At 02.12 they came to a fork in the road. Luke bore left, then doubled back, heading north-west up towards the Syrian border. Guided by Finn’s GPS, he soon took a right-hand turn off the main road and into the desert. He drove on for some ten kilometres before Finn quietly spoke.

‘Let’s go static,’ he said. ‘The village is about two klicks up ahead.’

Luke came to a halt and killed the lights. 02.58. Three hours till sunrise. They’d be entering the village at dawn. Lift Abu Famir and then swastika it back to Jordan.

But until then they’d just have to wait.

SEVEN

Chet had lost count of the number of pints of cold Stella he’d chucked down his neck that afternoon. He’d headed straight for a basement pub just off Leicester Square where the barmaid looked like a bulldog licking piss off a thistle. He celebrated his birthday surrounded first by the office workers in for a liquid lunch, then by tourists taking the weight off their feet after a day’s sightseeing, and finally by the office workers again, boisterous and increasingly arseholed now work was over.

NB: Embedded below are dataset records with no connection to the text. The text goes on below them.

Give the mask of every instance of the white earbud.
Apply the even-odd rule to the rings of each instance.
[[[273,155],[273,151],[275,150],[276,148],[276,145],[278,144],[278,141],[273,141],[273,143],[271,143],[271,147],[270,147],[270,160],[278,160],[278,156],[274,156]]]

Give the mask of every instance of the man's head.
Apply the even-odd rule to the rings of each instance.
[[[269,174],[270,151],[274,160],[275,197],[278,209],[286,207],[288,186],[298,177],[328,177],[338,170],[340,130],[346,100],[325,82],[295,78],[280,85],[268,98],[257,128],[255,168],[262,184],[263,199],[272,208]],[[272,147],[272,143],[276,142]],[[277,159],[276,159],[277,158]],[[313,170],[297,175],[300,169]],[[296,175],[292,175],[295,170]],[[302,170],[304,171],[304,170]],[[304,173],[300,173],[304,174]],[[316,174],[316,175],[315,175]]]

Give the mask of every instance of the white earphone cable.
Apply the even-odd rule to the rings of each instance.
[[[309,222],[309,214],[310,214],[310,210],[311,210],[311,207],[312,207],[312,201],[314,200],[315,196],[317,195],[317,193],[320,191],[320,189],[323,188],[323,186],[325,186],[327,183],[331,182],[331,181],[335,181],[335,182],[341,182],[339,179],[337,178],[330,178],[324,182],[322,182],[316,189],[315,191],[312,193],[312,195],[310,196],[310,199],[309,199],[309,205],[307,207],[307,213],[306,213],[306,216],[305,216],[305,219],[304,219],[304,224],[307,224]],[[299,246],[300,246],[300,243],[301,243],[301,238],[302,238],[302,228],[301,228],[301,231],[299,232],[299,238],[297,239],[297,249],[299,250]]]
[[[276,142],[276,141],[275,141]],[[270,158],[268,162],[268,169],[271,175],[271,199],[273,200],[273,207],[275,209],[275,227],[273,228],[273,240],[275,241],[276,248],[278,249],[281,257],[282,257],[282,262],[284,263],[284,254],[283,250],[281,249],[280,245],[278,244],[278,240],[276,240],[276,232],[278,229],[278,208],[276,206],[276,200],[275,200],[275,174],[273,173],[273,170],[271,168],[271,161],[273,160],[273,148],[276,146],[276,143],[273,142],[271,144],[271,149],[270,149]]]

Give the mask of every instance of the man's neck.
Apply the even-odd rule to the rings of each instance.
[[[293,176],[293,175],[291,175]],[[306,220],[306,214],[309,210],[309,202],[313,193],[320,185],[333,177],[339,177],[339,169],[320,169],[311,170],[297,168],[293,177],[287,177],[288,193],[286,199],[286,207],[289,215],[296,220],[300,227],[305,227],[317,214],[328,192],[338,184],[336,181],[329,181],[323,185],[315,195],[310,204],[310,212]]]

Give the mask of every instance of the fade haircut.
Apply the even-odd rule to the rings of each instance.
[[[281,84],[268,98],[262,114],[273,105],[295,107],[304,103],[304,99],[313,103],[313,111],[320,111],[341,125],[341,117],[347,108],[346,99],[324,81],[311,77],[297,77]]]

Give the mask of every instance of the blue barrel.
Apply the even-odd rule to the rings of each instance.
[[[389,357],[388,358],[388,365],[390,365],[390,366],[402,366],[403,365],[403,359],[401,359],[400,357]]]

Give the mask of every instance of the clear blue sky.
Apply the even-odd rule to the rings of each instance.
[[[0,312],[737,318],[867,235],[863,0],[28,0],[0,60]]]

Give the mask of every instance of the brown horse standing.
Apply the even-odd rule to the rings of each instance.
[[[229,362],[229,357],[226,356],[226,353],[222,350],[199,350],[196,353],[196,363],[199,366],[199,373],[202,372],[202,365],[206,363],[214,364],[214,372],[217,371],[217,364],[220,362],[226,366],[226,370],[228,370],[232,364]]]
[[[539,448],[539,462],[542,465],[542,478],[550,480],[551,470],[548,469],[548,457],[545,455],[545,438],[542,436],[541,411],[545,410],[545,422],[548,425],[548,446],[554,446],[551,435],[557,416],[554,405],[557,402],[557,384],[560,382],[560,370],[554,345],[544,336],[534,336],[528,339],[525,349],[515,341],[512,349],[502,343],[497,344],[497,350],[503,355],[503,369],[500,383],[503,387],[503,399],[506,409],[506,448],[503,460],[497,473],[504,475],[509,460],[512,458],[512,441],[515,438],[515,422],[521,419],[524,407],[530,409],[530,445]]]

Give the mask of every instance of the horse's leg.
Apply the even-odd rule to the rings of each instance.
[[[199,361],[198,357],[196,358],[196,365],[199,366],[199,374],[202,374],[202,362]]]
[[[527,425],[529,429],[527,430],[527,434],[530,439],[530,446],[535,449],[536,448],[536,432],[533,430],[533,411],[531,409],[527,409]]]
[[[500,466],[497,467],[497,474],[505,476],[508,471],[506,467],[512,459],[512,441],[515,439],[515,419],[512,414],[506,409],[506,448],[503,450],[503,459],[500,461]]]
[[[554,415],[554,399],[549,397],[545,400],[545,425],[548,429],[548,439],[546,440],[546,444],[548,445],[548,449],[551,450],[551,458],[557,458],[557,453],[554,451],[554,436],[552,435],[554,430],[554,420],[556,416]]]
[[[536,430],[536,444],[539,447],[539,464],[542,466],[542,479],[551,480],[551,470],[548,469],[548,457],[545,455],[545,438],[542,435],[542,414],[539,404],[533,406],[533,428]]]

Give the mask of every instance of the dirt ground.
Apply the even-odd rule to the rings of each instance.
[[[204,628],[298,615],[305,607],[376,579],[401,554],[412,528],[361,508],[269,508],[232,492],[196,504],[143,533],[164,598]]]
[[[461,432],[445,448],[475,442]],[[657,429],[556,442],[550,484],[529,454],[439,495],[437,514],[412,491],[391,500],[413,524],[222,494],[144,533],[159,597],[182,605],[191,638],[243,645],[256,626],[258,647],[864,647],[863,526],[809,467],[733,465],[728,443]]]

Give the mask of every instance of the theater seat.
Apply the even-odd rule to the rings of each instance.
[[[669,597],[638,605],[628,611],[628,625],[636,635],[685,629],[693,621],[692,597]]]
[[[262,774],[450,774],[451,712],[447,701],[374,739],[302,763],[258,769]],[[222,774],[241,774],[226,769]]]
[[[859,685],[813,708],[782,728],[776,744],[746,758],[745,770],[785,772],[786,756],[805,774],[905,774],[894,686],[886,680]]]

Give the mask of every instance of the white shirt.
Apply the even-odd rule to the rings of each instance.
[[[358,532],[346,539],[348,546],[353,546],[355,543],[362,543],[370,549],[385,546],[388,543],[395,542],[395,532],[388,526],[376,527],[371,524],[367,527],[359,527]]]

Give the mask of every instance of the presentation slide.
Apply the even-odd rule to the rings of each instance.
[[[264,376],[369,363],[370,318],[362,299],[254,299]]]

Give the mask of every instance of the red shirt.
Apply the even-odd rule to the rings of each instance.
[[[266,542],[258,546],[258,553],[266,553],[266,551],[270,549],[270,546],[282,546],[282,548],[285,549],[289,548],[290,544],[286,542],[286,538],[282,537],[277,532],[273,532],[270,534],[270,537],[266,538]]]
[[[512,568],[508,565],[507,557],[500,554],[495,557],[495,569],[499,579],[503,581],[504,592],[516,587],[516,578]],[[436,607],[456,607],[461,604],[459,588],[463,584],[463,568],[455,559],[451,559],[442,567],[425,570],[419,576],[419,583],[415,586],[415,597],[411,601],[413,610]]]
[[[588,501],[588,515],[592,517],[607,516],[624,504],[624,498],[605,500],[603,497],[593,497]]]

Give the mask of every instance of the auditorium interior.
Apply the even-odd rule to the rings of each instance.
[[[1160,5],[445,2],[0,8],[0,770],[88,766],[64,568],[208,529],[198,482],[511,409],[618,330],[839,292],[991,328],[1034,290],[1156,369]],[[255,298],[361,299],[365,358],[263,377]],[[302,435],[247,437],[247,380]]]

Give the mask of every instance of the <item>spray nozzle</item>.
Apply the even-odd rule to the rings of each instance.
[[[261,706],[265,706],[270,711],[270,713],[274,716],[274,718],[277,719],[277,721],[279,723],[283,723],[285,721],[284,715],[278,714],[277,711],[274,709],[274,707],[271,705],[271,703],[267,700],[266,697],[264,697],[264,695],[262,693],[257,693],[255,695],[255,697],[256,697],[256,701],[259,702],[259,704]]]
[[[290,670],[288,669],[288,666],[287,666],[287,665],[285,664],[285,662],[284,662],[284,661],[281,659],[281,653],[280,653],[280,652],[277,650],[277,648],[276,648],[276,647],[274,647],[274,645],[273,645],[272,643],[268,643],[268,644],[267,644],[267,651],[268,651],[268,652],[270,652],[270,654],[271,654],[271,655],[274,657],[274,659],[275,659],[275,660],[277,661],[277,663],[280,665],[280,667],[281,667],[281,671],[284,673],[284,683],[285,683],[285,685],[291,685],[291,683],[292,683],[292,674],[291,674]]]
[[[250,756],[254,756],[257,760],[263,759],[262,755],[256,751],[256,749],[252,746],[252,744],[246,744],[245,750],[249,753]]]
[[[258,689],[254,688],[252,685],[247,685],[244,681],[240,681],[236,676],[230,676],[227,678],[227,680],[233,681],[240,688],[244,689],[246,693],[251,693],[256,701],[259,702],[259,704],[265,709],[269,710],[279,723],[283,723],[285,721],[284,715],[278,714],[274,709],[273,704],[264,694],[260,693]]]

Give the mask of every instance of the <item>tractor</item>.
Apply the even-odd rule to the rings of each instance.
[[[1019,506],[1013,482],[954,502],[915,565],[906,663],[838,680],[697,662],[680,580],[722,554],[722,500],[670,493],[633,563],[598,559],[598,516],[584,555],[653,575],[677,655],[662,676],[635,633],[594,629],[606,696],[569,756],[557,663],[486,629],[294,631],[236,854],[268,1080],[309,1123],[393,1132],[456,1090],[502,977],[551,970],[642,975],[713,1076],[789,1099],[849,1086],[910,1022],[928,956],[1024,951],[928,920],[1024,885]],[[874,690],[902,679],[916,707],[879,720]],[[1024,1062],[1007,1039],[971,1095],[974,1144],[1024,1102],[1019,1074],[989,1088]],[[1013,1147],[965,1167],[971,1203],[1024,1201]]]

But Chet had barely noticed any of them. As he sank the beers, he couldn’t stop thinking about the events of that morning. There had been rumblings over the past few days about an anti-war march through London. If it went ahead, Suze McArthur was exactly the kind of leftie who’d be up at the front waving some wanky banner for the TV crews. Chet was the kind of person who’d be at home. The last people asked their opinion about a war, he knew, were those who’d been in one. And if the girl was surprised that the decision to move into Iraq had already been taken, she was more naive than most. ‘This war is good to go,’ the American had said. Well, of course it was. When the hell did people think decisions like that were taken – the day before troops moved in?